Les quatres écrivains que je lirai et relirai:

  1. Guy de Maupassant (surtout Fort comme la mort, je suis admiratif de son style et de son sens de la narration)
  2. Jeanne Benameur (ces textes me touchent beaucoup)
  3. Paul Eluard (je lis beaucoup de poésie et Eluard reste mon poète favori)
  4. Claude Simon ( découvert à la fac et j’adore suivre sa caméra dans des descriptions labyrinthiques)

Les 4 auteurs que je ne lirai plus jamais

Il m’est difficile de répondre à la question car j’applique depuis longtemps l’un des conseils de Daniel Pennac. Si au bout de quelques pages, de 20 à 50, je n’accroche pas, j’arrête ma lecture. Du coup, je ne me souviens pas des lectures détestées sauf scolaires ou universitaires: Victor Hugo, Ronsard et Dostoïevski (les Frères Karamazov restent un cauchemard). Dans les plus récents, je n’ai pas accroché à Erri De Luc et je ne suis jamais arrivé à lire un Pepe Carvalho de Manuel Vázquez Montalbán alors que j’avais beaucoup aimé l’adaptation télévisuelle.

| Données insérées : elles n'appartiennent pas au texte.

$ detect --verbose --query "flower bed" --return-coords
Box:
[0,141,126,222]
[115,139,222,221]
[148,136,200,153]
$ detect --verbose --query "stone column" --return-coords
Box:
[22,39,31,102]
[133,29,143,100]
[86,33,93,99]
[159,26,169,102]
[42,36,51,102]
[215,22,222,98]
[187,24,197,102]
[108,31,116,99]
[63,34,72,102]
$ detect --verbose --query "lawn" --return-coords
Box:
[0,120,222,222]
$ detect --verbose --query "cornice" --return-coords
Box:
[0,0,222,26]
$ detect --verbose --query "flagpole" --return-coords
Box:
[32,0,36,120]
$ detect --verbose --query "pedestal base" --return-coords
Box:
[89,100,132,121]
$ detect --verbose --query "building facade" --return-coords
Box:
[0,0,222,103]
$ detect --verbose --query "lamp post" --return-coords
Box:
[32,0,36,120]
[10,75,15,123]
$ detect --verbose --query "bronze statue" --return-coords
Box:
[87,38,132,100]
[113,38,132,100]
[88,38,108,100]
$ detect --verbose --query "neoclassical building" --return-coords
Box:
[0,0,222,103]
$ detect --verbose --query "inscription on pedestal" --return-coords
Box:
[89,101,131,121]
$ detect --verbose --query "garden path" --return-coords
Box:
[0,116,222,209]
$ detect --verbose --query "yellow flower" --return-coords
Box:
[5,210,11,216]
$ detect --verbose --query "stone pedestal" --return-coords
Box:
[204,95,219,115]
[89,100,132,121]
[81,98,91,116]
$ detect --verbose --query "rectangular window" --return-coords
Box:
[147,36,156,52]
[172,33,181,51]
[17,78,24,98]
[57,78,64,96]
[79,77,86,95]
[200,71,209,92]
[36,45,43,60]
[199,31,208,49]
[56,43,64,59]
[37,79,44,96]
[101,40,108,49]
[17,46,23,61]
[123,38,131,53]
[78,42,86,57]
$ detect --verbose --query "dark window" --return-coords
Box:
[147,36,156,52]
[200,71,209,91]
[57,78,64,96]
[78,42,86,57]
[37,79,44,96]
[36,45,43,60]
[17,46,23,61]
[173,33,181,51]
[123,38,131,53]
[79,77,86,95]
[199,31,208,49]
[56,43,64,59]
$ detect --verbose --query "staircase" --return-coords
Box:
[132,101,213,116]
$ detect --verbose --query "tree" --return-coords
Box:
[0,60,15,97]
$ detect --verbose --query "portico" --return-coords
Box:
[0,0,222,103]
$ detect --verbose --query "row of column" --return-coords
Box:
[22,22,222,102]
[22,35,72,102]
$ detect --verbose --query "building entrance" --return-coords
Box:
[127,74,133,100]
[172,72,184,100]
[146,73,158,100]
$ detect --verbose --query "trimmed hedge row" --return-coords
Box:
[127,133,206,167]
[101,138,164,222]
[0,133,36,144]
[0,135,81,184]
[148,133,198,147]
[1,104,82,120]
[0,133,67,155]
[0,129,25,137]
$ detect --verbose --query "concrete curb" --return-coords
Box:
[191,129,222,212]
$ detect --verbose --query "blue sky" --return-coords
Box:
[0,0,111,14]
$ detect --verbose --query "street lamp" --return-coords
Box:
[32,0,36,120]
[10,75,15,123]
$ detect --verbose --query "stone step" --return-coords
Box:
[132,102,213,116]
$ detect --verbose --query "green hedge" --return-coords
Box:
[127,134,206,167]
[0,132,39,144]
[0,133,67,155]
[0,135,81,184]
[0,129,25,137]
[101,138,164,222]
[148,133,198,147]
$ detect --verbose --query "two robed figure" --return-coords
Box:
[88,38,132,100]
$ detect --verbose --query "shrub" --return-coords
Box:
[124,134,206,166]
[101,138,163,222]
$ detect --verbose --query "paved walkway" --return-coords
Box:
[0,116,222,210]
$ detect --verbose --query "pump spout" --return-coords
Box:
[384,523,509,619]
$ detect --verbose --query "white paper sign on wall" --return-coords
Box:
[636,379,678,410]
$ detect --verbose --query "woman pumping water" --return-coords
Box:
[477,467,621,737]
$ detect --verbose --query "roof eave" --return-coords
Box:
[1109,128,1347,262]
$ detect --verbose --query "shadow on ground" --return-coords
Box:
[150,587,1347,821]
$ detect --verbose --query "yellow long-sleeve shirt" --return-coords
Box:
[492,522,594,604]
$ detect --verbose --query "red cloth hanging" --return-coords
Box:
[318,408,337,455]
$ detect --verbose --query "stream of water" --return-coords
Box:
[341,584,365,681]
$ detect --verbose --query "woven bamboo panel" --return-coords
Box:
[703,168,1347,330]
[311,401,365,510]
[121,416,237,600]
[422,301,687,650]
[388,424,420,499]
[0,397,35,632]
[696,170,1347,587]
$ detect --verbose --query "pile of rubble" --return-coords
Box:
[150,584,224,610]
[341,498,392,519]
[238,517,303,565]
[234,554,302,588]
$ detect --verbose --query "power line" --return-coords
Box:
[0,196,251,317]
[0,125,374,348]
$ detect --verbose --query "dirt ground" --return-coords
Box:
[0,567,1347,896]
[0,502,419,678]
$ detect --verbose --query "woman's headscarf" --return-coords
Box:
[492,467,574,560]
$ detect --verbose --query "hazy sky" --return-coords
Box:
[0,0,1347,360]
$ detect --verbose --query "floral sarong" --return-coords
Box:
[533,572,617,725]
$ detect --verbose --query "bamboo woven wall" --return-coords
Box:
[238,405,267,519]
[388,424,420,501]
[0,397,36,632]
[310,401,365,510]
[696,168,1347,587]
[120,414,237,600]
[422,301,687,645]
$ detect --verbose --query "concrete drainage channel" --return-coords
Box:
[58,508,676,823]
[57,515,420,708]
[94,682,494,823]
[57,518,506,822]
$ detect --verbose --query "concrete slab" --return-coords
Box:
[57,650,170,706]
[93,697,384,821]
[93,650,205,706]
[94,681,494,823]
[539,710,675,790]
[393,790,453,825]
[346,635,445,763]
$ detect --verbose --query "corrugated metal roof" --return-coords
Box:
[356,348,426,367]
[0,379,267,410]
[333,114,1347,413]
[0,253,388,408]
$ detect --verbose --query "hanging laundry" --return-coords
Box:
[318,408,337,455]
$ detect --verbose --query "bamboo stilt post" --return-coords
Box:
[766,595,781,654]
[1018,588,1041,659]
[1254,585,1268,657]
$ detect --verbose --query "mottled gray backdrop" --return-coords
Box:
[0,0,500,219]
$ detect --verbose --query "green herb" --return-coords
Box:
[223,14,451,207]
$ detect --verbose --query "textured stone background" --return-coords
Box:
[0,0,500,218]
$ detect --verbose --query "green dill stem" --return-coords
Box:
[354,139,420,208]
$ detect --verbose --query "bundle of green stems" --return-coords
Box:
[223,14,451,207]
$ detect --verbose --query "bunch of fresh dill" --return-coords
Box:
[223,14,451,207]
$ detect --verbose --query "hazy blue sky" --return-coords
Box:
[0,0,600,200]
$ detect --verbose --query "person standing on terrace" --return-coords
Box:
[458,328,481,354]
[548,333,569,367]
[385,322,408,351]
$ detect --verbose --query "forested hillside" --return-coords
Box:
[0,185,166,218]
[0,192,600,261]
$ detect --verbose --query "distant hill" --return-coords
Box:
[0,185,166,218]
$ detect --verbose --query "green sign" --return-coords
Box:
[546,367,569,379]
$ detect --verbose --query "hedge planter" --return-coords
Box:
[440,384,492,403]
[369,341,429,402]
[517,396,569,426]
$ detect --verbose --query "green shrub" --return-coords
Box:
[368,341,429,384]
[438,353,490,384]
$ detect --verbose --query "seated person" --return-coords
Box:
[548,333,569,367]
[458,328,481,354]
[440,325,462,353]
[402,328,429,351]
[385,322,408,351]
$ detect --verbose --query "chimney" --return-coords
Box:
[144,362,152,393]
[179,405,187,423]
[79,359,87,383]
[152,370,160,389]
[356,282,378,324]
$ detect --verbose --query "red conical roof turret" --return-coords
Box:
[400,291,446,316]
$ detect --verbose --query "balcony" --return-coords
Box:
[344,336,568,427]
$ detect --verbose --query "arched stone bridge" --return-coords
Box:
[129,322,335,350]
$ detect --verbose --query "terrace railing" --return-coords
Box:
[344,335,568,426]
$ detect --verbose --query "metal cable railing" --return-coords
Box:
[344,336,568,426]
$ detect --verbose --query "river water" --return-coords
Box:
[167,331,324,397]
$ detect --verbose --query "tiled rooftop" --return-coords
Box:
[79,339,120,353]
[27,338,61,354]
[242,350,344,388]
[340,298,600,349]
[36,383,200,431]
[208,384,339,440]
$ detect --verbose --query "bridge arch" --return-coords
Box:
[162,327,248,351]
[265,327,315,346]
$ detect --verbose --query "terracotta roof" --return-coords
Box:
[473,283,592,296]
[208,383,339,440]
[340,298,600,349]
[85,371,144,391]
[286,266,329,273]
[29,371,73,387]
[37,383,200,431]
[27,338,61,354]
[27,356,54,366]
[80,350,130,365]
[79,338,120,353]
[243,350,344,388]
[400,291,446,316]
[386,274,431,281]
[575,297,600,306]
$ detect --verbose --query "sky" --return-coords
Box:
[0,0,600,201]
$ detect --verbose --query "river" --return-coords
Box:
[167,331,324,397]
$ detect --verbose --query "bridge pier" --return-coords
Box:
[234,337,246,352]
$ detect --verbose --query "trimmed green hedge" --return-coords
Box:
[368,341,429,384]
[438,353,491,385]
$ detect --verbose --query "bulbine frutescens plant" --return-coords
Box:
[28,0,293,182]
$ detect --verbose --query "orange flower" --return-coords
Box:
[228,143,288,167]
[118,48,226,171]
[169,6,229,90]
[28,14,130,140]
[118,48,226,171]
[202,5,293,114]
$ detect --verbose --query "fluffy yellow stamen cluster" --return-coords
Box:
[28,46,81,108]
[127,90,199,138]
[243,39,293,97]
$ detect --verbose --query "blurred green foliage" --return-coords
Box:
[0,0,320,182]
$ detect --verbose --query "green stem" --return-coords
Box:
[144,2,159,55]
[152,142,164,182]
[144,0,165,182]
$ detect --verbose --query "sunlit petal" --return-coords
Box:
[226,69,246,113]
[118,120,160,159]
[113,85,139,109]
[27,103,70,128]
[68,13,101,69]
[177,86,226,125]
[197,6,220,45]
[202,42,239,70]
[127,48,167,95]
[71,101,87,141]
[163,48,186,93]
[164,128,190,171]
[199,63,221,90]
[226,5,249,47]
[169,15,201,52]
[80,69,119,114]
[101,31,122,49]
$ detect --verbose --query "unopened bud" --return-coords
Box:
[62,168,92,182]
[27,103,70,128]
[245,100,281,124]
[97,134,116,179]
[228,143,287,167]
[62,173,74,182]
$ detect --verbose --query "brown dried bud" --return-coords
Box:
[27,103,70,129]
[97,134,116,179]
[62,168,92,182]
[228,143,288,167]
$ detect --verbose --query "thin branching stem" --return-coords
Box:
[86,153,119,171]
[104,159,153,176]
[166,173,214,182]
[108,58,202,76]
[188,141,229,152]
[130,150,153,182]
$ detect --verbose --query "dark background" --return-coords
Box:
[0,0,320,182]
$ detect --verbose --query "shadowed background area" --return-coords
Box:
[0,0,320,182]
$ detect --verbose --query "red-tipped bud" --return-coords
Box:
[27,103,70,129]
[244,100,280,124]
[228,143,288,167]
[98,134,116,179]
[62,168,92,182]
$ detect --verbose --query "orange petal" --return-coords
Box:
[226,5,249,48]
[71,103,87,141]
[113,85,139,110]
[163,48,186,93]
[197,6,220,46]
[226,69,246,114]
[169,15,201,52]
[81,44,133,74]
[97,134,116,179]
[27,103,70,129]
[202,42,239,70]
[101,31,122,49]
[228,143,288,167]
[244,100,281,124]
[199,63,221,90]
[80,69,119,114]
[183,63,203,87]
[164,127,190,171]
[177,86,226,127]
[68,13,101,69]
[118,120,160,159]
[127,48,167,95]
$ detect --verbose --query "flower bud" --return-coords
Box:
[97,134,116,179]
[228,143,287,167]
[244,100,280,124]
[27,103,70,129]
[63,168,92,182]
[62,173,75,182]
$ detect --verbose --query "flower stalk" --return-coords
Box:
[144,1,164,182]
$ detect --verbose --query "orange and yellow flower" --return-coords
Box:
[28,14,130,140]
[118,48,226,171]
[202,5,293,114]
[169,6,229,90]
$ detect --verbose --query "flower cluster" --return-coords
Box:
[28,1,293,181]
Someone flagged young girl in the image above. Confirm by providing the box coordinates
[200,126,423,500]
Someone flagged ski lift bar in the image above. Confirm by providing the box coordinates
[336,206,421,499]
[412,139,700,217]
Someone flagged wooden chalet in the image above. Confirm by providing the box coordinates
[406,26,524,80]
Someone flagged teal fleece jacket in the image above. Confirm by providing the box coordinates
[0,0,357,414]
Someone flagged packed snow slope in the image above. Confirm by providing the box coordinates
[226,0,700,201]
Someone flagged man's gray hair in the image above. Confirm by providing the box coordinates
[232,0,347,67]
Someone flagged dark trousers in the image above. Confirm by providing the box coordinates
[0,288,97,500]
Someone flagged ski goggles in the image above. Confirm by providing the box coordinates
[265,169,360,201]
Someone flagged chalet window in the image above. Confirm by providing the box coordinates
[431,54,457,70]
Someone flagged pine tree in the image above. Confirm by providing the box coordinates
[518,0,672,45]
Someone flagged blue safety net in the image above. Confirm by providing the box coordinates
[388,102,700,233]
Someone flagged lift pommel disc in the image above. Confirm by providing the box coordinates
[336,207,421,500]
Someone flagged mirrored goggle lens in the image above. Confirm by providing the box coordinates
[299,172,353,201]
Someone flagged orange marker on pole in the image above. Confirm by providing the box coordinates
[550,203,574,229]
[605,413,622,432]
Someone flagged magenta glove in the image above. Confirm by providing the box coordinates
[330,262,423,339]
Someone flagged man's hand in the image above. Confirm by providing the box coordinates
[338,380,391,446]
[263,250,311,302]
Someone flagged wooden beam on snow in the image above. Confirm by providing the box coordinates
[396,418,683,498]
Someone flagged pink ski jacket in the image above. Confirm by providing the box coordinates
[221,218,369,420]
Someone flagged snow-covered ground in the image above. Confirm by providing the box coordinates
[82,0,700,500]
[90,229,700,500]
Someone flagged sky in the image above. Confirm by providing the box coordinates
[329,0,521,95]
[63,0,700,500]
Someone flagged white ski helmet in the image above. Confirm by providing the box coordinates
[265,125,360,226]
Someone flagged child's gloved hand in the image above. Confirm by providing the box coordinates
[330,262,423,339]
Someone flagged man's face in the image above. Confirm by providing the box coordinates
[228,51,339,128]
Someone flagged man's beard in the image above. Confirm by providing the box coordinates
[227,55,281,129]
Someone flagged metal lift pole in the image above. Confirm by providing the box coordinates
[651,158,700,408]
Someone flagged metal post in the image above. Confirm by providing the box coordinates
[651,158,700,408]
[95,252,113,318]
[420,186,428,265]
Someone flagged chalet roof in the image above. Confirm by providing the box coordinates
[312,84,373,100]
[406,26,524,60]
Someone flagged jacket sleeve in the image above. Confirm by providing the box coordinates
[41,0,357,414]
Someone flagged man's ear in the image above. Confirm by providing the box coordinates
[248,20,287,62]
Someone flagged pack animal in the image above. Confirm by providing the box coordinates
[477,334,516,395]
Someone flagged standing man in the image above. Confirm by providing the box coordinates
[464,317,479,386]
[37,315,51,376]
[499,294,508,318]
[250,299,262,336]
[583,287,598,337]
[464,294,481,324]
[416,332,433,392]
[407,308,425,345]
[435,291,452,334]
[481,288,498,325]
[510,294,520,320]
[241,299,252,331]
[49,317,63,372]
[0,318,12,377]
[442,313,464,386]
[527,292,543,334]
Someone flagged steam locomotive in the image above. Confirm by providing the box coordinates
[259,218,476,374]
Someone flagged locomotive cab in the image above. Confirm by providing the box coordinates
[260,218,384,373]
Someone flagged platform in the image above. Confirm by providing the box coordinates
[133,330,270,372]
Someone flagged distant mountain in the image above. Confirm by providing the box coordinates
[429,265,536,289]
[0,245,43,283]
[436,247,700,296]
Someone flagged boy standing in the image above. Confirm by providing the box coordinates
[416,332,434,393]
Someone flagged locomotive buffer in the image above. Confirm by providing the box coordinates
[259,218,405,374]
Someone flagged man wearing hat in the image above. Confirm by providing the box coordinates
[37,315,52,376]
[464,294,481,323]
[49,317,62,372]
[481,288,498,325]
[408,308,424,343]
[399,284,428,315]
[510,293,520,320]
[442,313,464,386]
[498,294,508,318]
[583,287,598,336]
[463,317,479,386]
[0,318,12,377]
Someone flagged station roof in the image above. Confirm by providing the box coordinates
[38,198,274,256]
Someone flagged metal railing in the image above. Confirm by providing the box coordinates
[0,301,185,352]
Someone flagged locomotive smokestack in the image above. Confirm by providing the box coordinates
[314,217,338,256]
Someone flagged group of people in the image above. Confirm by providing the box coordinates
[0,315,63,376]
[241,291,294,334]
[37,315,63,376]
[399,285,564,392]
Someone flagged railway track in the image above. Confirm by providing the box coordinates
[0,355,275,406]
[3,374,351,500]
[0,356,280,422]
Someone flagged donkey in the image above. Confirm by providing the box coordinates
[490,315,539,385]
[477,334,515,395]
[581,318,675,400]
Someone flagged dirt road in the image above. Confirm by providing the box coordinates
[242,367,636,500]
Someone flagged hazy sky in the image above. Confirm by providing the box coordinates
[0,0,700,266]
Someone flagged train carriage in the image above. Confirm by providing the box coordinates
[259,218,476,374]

Les quatres premiers livres de ma liste à lire

  1. L’immeuble de Mathilde de Hassan Daoud (nous accueillons l’auteur dans le Haut-Rhin à l’occasion des Belles Etrangères sur le Liban et le compte-rendu d’une collègue m’a fortement intrigué)
  2. Champs de Castille d’Antonio Machado (poète espagnol déjà lu. Sa poésie est un âpre mélange de désespoir et d’envie de vivre)
  3. O Révolutions de Mark Z. Danielewski (roman de la rentrée littéraire. Je suis curieux de voir comment fonctionne ce choix formel avec l’histoire)
  4. La disparition de Richard Taylor de Arnaud Cathrine (un auteur que j’apprécie et que je suis)

Les quatres livres que j’emporterais sur une île déserte

  1. Triptyque de Claude Simon
  2. Capitale de la douleur de Paul Eluard
  3. Abzalon de Pierre Bordage
  4. Les Demeurées de Jeanne Benameur

Les dernières lignes d’un de mes livres préférés:

« Les mots sont là.

Elle apprend.

Elle ne peut plus s’arrêter.

Elle apprend les mots, tous les mots. Et elle apprendra. Dans les petits livres de broderie que lui donne Madame, sur les boîtes de farine, de café, sur les morceaux de journal qui servent aux épluchures, sur les pancartes, elle apprend. Elle n’arrêtera plus.

Le monde s’est ouvert.

Chaque soir, elle brode les mots nouveaux, se les répète silencieusement.

Chaque matin, elle vient les réciter ici.

Elle ne s’arrêtera plus.

Les parôles de Luce s’élèvent.

Elles ne demeureront plus.

Sur la terre, jour après jour, elles portent son souffle. »

dans Les demeurées de Jeanne Benameur (Edition Denoel)

Je ne fais pas suivre la chaîne. A chacun de voir s’il veut s’emparer de ce jeu.